I have time series data per category and I want to cluster them. To get the optimal number of clusters, I have to calculate the sum of squared distances of each data point from its centroid. Since this takes time, I want to parallelized it using Pandas UDF using the number of clusters K. However, it is not being parallelized. The data has more than 200k categories. It is not skewed and also I tested with repartitioning it though it did not make any change. I checked the Spark UI and it shows one stage with only task running forever. I have used Pandas UDF for parallelization multiple times before and it was working fine. I am not sure what is happening now. Can the issue be with the TimeSeriesKMeans
function? I would appreciate any suggestions. Here repartition has been suggested. However, in my case, (1) the data size is not small (2) the default number of partitions is more than 30 but still I increased it using repartition, but did not bring any improvement. As shown in the screenshot below, it is using only 2 worker nodes out of a maximum of 45.
# Read data
stream = spark.read.format('delta').load('/mnt/datadrop-test/fw_fish/stream_bronze/clustering/cvr_cpa_clicks_4hourly_smoothed')

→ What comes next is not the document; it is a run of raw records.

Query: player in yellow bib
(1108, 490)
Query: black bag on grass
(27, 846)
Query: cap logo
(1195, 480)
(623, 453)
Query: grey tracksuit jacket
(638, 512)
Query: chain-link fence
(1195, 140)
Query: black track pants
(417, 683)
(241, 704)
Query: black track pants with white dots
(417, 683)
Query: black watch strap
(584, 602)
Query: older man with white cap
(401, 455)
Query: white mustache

# Create an array per category
stream_array = stream.groupBy(['advertiser_id', 'campaign_name', 'keyword_text', 'keyword_id'])\
.agg(F.collect_list('cvr_cpa_clicks').alias('cvr_cpa_clicks'))
# create a dataframe with the number of clusters to try
# these are the possible values of K
n_clusters = spark.range(5, 500, 5).withColumnRenamed("id","n_cluster")
# cross join them
cross_joined1 = stream_array.crossJoin(F.broadcast(n_clusters)).repartition('n_cluster')
def get_sum_of_squared_distances(df):
k = df.n_cluster.values[0]
df_array = df.cvr_cpa_clicks.values
nrows = df_array.shape[0]
df_array = np.concatenate(df_array).reshape(nrows, -1)
km = TimeSeriesKMeans(n_clusters = k,
max_iter = 500,
n_init = 50,
metric = "euclidean",
n_jobs = -1,
verbose = False,
max_iter_barycenter = 500,
random_state = 0,
init = 'k-means++')
km = km.fit(df_array)
result_df = pd.DataFrame({'n_clusters': [k], 'sum_of_squared_distances': [km.inertia_]})
return result_df
# Get the sum of squared distances for each k(number of clusters)
sum_of_squared_distances = cross_joined1.groupBy('n_cluster').applyInPandas(get_sum_of_squared_distances, schema = "n_clusters long, sum_of_squared_distances double")
display(sum_of_squared_distances)